12 March 2010

The Today Programme and Duncan Green

So Duncan Green (Oxfam) and I were on the Today show this morning (BBC Radio 4) for our 60 second conversation with Jim Naughtie, talking about how much aid makes it to where it is supposed to go.

My 3 points were:

1. Aid has a track record of transforming the lives of hundreds of millions of people via immunizations, schooling, microfinance start-ups, famine aversion, crops that are drought tolerant, cash transfers that protect the poorest against shocks…the list goes on.

2. Diversion of aid is unacceptable and must be minimized, but diversion is not confined to aid—Roger Riddell cites a study that concludes that 16% of the money for the Hurricane Katrina and Rita victims in the US was siphoned off.

3. Diversion can be reduced through transparency and commitment infrastructure. A study found that only about 20% of the resources allocated to 250 schools in Uganda were getting through to them.

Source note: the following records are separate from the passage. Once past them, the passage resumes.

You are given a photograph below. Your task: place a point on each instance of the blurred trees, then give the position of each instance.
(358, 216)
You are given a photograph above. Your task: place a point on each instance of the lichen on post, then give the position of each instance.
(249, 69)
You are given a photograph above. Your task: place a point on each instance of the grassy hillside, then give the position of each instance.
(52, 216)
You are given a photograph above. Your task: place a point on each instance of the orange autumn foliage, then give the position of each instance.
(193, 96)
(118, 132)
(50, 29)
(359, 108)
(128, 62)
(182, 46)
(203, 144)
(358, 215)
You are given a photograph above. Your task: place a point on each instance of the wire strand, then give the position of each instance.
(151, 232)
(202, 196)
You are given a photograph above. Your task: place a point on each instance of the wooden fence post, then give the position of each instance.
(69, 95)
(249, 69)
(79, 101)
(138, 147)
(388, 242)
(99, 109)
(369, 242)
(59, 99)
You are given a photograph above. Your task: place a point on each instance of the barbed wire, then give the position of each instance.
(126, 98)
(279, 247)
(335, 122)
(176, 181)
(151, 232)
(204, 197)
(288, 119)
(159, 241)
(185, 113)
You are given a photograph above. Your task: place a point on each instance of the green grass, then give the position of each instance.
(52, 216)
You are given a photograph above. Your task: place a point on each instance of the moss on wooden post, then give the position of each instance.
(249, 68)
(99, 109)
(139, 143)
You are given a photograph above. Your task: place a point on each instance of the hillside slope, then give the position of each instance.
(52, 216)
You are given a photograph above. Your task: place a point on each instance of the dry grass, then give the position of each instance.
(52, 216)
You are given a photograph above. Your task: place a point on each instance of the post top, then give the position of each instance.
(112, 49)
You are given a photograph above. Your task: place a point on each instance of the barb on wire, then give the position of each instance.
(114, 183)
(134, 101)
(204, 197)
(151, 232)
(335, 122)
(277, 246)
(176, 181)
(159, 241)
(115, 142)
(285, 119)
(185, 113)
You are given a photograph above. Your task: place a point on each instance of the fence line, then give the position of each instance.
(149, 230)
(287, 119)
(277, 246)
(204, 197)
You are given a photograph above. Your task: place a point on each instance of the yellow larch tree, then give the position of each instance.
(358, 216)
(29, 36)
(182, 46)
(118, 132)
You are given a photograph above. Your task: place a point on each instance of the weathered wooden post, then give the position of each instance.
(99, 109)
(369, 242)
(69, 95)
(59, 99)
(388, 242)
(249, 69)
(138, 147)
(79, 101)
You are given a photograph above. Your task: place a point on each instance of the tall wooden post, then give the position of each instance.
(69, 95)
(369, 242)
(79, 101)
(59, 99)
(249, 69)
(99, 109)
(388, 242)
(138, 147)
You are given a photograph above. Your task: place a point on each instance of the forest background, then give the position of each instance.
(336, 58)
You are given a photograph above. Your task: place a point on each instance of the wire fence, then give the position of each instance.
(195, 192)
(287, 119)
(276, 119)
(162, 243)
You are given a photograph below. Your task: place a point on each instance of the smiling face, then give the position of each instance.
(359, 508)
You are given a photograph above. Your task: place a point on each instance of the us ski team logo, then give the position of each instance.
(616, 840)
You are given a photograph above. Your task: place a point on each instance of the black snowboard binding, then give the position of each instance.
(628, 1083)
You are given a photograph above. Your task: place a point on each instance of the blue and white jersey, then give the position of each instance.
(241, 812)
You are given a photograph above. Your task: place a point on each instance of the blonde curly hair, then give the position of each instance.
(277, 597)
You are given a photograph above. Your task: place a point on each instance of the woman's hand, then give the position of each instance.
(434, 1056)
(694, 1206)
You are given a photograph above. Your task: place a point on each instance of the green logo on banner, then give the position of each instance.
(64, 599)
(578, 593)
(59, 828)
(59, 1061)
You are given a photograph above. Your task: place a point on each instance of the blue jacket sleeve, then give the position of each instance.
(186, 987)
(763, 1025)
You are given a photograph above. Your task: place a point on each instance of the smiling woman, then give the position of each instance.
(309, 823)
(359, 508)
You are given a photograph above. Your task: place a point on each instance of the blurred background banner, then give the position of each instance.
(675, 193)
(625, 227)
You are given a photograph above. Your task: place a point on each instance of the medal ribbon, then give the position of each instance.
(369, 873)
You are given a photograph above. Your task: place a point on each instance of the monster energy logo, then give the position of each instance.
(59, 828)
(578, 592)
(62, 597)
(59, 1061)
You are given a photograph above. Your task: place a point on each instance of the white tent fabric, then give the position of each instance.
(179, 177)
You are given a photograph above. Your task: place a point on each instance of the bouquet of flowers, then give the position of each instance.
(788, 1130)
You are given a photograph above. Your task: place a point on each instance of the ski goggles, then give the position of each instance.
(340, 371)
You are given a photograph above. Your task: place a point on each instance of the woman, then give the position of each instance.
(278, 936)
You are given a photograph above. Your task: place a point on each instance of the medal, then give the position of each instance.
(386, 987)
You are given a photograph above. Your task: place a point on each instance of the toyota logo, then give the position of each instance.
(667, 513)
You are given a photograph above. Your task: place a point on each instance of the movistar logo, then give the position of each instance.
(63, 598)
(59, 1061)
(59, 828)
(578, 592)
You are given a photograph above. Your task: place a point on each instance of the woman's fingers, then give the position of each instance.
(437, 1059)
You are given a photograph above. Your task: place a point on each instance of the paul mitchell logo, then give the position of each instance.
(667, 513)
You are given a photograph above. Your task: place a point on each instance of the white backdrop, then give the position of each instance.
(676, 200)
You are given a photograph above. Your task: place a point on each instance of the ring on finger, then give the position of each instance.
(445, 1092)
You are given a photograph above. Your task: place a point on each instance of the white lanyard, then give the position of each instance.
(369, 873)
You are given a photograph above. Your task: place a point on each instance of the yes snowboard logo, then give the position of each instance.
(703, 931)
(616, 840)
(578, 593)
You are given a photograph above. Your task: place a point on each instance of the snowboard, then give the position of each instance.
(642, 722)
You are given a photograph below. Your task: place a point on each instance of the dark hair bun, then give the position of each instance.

Publication and notification of how much the schools should receive helped change the dynamic (although was not sufficient on its own) -- much more of the funding got through just a few years later.

Commitment mechanisms such as participatory budgeting, community scorecards, stakeholder audits, constituent feedback, publication of spending data, and impact evaluations hold a lot of promise for fixing the broken feedback loop in international development, and we need more scaling up of successful pilots.

Duncan noted that the exchange with the usually tough Today interviewers was not exactly gladiatorial. I say be careful what you wish for.